Just when I thought all that could be said about the Dixie Chicks controversy had been said, another ridiculous quote hit the news that makes it almost impossible not to comment. Against my better judgment, I’ve decided to wade into the controversy. I guess I am just “not ready to make nice.”
Marketing of the latest Chicks’ CD has had little to do with the music. It has mainly consisted of selling an image of a trio of rebels exercising their right to dissent and playing the role of victims suffering political persecution. The latest controversial comment concerned “ultra patriotism.”
The Chicks can't hide their disgust at the lack of support they received from other country performers. "A lot of artists cashed in on being against what we said or what we stood for because that was promoting their career, which was a horrible thing to do," says Robison.
"A lot of pandering started going on, and you'd see soldiers and the American flag in every video.

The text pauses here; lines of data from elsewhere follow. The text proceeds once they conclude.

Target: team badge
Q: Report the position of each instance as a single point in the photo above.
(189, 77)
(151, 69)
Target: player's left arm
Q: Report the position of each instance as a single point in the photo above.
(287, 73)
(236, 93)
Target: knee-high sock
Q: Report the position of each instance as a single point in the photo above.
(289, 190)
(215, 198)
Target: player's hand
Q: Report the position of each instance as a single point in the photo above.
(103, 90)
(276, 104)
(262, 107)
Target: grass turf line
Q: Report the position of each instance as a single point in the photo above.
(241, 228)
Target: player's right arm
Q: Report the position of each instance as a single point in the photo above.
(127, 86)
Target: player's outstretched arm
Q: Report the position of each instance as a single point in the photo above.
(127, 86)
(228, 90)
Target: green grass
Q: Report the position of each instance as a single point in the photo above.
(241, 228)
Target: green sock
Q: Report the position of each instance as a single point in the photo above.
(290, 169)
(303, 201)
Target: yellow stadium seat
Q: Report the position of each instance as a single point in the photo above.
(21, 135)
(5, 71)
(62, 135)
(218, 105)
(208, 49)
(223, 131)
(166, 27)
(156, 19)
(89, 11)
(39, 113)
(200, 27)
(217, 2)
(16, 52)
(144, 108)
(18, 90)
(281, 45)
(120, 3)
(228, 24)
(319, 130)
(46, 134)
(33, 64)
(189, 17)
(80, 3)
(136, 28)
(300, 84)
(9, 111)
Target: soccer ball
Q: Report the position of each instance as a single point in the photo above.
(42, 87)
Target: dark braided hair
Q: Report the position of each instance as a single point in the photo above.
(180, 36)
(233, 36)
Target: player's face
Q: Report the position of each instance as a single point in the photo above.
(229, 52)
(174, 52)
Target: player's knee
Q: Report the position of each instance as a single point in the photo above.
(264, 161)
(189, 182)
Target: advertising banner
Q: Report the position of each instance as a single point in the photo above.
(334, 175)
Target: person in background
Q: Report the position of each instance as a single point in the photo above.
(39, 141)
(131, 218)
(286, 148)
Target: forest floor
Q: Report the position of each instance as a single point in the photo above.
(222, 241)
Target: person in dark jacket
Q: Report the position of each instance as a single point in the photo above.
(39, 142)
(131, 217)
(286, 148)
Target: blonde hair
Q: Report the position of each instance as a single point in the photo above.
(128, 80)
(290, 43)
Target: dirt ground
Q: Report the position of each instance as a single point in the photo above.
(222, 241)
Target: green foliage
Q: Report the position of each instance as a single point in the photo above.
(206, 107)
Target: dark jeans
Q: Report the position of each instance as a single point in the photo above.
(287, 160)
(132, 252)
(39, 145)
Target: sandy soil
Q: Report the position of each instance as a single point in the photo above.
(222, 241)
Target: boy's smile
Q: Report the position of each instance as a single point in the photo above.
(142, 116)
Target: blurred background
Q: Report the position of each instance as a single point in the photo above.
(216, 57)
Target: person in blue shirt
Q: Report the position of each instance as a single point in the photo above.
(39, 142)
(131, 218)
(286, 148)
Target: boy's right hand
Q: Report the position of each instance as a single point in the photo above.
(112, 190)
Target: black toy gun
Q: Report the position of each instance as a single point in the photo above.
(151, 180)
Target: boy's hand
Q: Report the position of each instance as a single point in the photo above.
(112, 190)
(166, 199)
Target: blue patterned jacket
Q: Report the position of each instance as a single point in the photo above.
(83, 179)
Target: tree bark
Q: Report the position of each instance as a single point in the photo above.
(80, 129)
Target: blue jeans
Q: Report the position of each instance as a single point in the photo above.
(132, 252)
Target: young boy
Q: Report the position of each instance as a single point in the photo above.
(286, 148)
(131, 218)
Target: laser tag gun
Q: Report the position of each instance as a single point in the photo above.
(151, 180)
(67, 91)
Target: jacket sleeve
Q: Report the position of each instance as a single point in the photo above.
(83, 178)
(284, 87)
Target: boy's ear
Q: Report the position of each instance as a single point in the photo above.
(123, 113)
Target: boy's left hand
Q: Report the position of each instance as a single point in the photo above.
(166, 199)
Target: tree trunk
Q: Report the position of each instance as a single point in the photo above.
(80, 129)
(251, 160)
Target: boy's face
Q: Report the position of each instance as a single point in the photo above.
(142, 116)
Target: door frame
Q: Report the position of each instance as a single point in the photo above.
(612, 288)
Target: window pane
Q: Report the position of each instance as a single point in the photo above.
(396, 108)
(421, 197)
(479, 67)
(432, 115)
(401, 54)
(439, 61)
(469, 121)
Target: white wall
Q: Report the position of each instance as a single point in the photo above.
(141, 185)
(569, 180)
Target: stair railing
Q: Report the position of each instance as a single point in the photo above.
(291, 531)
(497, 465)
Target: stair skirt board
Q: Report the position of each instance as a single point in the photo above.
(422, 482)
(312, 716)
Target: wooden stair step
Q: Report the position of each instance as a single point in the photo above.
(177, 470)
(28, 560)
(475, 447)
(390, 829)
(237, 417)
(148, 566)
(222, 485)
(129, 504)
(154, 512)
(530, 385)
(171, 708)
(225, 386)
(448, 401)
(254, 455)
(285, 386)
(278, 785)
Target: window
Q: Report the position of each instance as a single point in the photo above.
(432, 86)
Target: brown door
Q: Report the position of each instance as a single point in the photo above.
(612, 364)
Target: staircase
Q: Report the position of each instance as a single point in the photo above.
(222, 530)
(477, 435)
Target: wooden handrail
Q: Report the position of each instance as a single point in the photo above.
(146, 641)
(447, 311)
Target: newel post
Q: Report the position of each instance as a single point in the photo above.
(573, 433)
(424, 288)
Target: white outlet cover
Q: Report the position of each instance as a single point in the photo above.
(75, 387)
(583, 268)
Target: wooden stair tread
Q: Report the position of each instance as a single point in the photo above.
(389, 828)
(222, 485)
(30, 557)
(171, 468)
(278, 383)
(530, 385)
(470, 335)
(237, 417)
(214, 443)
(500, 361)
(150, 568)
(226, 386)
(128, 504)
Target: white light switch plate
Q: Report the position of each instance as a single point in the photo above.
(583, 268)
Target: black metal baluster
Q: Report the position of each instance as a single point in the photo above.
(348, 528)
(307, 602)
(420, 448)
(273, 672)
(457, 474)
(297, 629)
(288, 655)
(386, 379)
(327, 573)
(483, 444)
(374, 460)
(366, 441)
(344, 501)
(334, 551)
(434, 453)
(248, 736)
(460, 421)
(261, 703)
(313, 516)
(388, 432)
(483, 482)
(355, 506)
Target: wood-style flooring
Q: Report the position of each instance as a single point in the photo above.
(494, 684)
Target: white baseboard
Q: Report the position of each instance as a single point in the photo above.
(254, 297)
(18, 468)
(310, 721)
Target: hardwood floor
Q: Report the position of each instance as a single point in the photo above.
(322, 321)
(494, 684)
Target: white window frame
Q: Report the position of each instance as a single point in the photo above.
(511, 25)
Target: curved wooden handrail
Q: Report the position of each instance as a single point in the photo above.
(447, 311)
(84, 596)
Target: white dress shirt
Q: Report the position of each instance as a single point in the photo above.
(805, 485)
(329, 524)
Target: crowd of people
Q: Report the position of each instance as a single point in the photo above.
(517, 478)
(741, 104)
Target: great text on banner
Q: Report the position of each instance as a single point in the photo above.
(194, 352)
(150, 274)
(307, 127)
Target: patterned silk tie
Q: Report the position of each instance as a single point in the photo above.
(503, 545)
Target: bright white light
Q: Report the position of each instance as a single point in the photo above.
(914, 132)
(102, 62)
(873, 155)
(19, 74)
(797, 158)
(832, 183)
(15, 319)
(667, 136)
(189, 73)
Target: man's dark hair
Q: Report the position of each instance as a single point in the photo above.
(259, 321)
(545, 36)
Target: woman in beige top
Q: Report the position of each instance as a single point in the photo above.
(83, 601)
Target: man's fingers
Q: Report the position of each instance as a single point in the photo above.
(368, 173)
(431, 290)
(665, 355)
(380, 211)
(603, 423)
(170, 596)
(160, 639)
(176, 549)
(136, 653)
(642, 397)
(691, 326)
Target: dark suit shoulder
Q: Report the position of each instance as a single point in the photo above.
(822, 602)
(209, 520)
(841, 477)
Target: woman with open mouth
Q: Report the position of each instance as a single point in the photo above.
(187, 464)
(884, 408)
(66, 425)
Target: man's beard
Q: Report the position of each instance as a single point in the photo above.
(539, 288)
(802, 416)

It became a sickening display of ultra-patriotism."
"The entire country may disagree with me, but I don't understand the necessity for patriotism," Maines resumes, through gritted teeth. "Why do you have to be a patriot? About what? This land is our land? Why? You can like where you live and like your life, but as for loving the whole country... I don't see why people care about patriotism."

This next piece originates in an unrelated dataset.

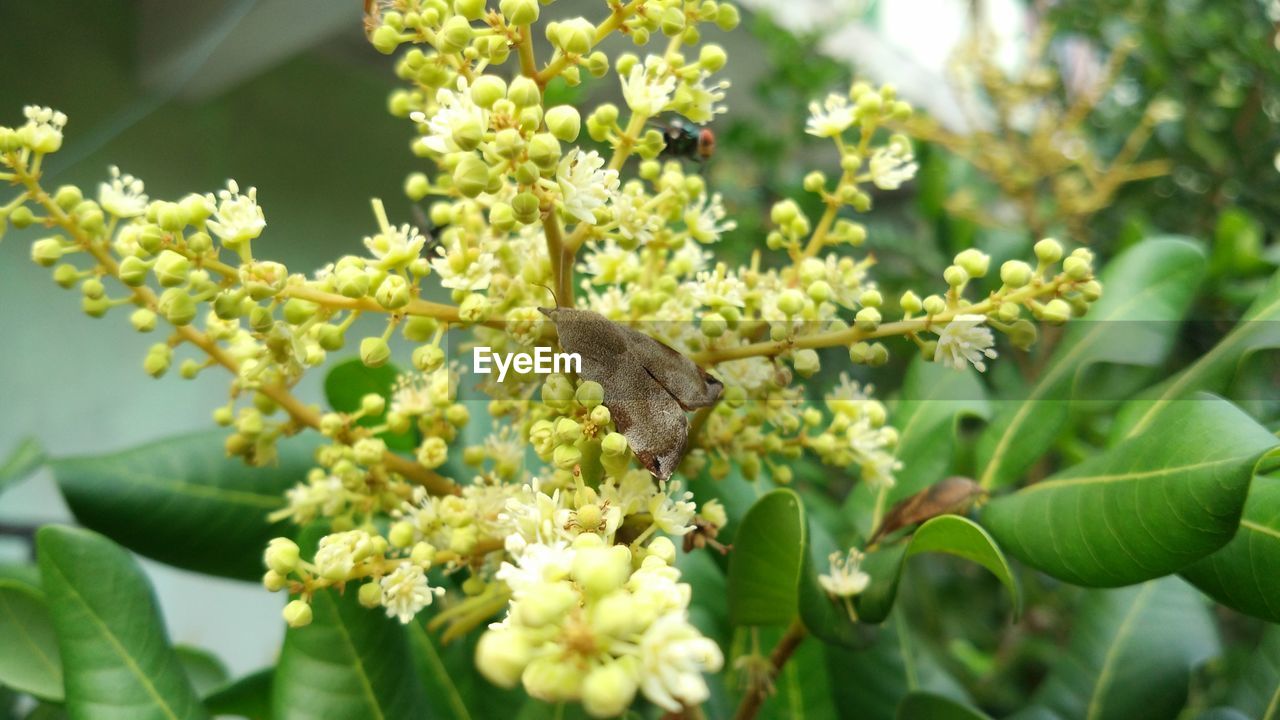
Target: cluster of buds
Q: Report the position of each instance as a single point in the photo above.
(576, 547)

Just to set the record straight, for all their recent talk of tolerance and open-mindedness, and their disgust at their lack of support from other country artists, it was lead singer Natalie Maines who first decided to criticize a fellow artist for his political statement.

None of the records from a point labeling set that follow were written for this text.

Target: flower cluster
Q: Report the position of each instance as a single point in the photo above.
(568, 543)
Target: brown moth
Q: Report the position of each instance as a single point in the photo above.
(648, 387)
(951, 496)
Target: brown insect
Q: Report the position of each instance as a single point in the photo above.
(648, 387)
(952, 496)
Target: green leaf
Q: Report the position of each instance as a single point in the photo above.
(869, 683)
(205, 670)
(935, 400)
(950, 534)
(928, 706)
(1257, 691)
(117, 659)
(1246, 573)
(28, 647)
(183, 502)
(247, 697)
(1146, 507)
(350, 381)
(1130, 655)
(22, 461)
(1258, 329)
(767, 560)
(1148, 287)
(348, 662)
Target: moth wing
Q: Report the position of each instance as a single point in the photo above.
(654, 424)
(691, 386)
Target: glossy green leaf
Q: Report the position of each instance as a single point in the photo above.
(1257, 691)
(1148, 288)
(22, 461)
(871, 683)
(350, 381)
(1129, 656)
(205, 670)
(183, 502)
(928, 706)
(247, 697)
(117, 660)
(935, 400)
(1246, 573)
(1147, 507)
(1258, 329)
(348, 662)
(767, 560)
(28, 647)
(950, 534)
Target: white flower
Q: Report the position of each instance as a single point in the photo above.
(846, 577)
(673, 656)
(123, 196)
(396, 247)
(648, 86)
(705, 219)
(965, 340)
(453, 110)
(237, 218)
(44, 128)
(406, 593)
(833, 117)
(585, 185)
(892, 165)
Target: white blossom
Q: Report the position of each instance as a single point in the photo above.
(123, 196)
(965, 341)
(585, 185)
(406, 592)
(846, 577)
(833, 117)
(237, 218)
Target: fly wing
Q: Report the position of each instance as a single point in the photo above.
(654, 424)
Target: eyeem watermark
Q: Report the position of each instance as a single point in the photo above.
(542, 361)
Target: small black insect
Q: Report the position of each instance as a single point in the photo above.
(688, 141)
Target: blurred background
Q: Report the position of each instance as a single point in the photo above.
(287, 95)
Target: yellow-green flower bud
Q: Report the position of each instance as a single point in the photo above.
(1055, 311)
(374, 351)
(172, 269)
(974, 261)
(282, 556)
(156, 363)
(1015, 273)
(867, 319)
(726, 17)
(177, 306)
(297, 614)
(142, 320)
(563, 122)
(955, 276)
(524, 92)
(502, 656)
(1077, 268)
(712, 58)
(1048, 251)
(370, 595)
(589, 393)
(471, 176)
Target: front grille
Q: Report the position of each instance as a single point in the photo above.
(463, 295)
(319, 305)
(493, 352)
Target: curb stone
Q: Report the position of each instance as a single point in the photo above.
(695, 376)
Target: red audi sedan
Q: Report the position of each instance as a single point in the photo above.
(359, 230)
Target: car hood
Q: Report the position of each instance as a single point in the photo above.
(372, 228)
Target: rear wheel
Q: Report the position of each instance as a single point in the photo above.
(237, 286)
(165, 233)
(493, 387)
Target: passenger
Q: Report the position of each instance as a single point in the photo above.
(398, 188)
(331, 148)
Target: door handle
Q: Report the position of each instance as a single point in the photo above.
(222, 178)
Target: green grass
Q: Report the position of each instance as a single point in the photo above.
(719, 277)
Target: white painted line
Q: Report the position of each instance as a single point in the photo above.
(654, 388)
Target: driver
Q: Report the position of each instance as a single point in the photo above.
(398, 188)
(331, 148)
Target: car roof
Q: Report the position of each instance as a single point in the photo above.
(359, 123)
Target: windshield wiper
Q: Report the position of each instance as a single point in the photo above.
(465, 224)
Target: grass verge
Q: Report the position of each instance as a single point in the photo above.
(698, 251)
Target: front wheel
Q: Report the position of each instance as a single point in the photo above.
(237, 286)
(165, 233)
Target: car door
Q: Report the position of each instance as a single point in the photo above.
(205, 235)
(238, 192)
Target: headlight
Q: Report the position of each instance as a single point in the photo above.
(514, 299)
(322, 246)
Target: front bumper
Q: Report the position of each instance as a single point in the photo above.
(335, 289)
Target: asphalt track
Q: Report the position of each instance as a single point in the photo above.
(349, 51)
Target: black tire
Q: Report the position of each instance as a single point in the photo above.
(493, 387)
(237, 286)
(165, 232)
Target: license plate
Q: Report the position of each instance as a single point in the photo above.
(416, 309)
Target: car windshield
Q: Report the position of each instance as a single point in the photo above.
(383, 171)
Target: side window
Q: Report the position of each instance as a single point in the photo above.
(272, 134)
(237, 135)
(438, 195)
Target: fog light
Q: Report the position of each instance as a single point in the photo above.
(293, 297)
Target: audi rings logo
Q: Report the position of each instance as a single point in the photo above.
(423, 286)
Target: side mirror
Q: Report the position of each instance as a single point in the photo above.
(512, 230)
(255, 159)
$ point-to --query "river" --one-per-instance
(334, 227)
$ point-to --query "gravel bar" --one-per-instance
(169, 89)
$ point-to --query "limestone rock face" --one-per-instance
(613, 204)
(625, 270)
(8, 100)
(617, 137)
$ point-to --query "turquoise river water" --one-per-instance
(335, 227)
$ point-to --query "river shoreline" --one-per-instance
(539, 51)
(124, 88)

Maines started a highly publicized feud with Toby Keith almost a year before her comments about President Bush when she attacked Keith for a song he wrote honoring his father, who was an Army veteran. In Keith’s song, Courtesy of the Red White and Blue (The Angry American), he wrote, “My daddy served in the army, where he lost his right eye, but he flew a flag out in our yard until the day that he died. He wanted my mother, my brother, my sister and me, to grow up and live happy in the land of the free.”
In the song, he went on to describe how he believed his father would have reacted to 9/11 had he lived to see it. One line in the song, “We’ll put a boot in your ass, it’s the American way” caused ABC to pull Keith from an Independence Day concert.